Três pessoas foram presas suspeitas de atear fogo em coletivos. Com eles teriam sido encontrados galões de gasolina.

“A SSPDS (Secretaria de Segurança Pública e defesa Social) determinou o reforço no policiamento, inclusive com apoio de helicópteros da Coordenadoria Integrada de Operações Aéreas (Ciopaer)”, informou a assessoria do órgão. 


Outras três pessoas foram presas suspeitas de participação nos ataques. Uma delas foi presa portando uma pistola calibre 380, com 13 munições, no bairro Vila União.

“A participação dele em disparos de arma de fogo em frente ao prédio da Empresa de Transportes Urbanos de Fortaleza (Etufor) está sendo investigada. Outros dois homens foram preso por policiais do Controle de Distúrbios Civis (CDC) do Batalhão de Choque (BPChoque), na Avenida Presidente Castelo Branco (Leste Oeste), portando uma mochila com garrafas contendo cerca de nove litros de gasolina."

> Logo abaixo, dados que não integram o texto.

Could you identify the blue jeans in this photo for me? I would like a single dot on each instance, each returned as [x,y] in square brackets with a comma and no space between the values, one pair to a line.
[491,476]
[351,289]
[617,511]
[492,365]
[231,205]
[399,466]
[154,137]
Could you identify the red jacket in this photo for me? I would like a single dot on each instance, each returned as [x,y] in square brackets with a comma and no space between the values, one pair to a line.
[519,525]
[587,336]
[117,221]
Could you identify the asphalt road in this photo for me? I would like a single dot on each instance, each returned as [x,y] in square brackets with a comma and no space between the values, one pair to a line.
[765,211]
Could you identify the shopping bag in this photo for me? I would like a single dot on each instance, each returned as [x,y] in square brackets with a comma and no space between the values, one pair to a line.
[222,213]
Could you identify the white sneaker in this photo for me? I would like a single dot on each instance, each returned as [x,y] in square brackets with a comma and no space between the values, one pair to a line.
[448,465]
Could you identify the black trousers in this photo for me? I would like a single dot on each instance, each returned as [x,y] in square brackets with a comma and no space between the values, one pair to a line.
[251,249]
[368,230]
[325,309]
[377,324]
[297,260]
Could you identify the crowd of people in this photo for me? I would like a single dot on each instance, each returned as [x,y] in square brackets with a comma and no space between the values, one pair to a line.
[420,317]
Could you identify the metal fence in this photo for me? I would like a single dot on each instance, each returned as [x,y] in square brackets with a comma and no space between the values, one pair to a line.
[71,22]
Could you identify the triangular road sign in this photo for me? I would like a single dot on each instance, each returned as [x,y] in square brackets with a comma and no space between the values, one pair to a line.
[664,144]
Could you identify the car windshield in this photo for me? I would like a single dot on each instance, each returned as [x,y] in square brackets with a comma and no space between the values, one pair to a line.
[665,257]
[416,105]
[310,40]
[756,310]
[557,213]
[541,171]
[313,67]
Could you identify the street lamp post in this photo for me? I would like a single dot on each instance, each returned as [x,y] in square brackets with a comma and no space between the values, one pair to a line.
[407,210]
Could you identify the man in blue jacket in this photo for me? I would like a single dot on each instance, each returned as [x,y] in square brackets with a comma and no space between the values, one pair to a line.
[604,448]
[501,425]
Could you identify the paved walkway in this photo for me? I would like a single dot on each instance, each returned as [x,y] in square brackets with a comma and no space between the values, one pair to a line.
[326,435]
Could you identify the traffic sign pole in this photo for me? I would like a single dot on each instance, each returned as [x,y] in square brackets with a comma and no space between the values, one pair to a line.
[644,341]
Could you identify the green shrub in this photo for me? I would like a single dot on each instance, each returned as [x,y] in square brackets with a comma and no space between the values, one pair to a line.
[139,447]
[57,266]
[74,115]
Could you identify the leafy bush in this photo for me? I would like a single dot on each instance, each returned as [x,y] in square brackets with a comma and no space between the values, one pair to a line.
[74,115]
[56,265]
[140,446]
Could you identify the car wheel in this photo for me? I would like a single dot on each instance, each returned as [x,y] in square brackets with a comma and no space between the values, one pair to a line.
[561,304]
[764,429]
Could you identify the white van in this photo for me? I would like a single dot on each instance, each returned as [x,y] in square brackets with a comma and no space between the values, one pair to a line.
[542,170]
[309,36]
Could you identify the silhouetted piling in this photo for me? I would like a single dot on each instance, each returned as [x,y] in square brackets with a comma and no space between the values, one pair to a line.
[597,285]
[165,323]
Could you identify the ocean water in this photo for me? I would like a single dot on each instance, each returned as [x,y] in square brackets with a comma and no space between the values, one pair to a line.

Vídeos dos ataques foram divulgados na redes sociais:

Governador

Na manhã de ontem (24), o governador Cailo Santana falou sobre o ataque à Sejus, durante ato de implantação da Unidade Integrada de Segurança em Fortaleza. Ele disse que o governo espera intensificar os serviços de policiamento ostensivo e comunitário em dez bairros da capital e que não vai aceitar “qualquer afronta de criminosos". Sobre segurança pública, defendeu revisão de leis pelo Congresso Nacional e celeridade na Justiça para diminuir a “sensação de impunidade” e “combater a criminalidade”.